3. Put Your Goal in Scope: Set SMART Goals[7]

SMART Goals are:

  • S – Specific. It isn’t enough to say you want to lose weight. Why do you want to shed those pounds? The more specific you are, the easier it will be to visualize your goals and anticipate setbacks.
  • M – Measurable. Goals have actionable steps that you can measure. How many pounds do you want to lose? What will success look like for you? Measurable goals can be broken into smaller benchmarks that you can use to keep yourself on track.
  • A – Achievable. Your dreams can be as big as you want them to be, but your goals should be things that you can accomplish. Perhaps you want to lose weight, but is it safe or feasible to lose 50 pounds in a month? Think about what it is going to take to get what you want, and decide if these are things that you are willing to do. Coming up with reasonable and achievable steps during the goal setting process will keep you from giving up out of frustration.
  • R – Relevant. Your goal should be something that you truly want to do. Are you applying to medical school because you have a genuine desire to help people, or are you applying because your parents want to have a doctor in the family? The best goals are determined by what motivates you, and not what others think should motivate you.
  • T – Time-bound. With no deadline, you can take your dreams to your grave. What steps can you take right now? Where can you expect to be in 3 months, 6 months, and one year?

Example on a Complete Passionate Goal Setting

  • Saying that you want to write a novel isn’t going to make one appear. Use positive statements and direct language.

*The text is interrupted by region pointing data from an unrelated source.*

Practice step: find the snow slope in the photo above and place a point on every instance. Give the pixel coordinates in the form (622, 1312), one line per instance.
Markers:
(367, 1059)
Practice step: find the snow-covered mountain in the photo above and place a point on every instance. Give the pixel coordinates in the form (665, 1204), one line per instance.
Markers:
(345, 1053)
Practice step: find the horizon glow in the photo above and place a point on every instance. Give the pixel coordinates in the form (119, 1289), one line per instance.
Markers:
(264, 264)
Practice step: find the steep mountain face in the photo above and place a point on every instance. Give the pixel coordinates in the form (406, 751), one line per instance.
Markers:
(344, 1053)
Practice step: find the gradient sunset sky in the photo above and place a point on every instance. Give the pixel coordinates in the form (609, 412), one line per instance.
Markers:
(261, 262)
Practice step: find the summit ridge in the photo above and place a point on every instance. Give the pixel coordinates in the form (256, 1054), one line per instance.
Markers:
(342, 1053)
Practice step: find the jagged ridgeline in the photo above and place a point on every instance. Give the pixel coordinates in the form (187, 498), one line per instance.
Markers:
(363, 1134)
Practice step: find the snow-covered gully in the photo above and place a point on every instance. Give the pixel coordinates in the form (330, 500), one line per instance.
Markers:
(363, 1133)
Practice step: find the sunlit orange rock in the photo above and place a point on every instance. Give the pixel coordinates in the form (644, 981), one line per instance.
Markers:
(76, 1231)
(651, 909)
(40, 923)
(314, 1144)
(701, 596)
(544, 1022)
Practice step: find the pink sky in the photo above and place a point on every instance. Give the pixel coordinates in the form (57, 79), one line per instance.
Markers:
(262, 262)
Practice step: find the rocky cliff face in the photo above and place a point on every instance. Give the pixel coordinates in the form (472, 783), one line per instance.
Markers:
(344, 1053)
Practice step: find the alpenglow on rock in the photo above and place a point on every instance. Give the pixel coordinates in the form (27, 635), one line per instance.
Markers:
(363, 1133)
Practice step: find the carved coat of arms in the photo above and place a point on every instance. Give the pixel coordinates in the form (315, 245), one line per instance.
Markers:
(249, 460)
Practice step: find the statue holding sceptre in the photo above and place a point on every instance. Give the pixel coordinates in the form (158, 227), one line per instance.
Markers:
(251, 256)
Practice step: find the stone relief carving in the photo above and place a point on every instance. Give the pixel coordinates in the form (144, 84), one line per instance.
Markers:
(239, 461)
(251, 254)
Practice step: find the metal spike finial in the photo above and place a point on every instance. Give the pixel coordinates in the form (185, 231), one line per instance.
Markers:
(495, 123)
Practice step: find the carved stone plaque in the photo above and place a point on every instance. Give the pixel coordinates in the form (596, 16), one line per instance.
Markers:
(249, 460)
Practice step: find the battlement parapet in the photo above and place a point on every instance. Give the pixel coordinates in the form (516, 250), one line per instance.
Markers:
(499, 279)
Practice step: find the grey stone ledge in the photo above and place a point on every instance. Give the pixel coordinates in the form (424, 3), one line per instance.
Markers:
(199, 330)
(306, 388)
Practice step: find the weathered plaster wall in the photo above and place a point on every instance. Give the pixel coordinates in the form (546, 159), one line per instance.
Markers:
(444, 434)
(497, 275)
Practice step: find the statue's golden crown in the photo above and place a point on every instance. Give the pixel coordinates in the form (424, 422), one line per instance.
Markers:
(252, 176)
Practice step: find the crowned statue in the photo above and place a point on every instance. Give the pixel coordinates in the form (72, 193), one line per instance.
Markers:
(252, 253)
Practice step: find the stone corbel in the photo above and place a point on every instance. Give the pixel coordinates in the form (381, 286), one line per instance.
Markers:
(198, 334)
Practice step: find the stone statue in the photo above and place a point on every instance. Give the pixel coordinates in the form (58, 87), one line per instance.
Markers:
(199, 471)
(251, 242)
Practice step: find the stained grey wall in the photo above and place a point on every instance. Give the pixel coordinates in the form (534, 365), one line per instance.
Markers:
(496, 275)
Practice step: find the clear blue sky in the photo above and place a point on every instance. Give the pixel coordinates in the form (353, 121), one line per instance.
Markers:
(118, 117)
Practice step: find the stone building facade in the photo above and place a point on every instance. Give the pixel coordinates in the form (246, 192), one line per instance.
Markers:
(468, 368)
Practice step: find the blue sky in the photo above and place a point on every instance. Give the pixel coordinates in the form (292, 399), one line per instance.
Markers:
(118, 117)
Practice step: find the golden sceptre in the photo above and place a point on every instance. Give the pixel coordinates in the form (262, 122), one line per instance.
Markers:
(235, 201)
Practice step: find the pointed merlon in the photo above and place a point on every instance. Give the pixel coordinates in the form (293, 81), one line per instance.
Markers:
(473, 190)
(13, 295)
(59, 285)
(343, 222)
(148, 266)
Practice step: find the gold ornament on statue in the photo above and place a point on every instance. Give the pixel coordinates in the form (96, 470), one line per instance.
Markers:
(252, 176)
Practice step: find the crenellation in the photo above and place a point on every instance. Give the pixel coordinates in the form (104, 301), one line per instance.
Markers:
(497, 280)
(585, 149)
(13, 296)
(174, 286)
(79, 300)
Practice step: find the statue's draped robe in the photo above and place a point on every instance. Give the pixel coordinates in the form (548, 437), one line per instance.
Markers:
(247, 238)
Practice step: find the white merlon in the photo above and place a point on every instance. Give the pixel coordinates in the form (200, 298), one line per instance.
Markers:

The top of your goal setting page might say, “I will write a book,” or “I am a writer.” The rest of your page might say something like, “By the end of this month, I will read one book on the craft of writing. By [insert date here], I will complete an outline for my novel. During [insert time frame here], I will research information about editing best practices.” “When I experience self-doubt, I will read a chapter from Stephen King’s On Writing.” The more details and deadlines that you give yourself, the better you’ll be able to check your progress.

You can do this! Goal setting helps you keep moving forward at any time.

If you are able to establish SMART goals and you are willing to make sacrifices to achieve your them, you are on the right track to making your dream a reality. Know that nobody is perfect. We all make mistakes and slip up from time to time.[8] Goal setting isn’t just about visualizing the perfect outcome. It is also about planning for the times when things aren’t so perfect and developing strategies to keep moving forward.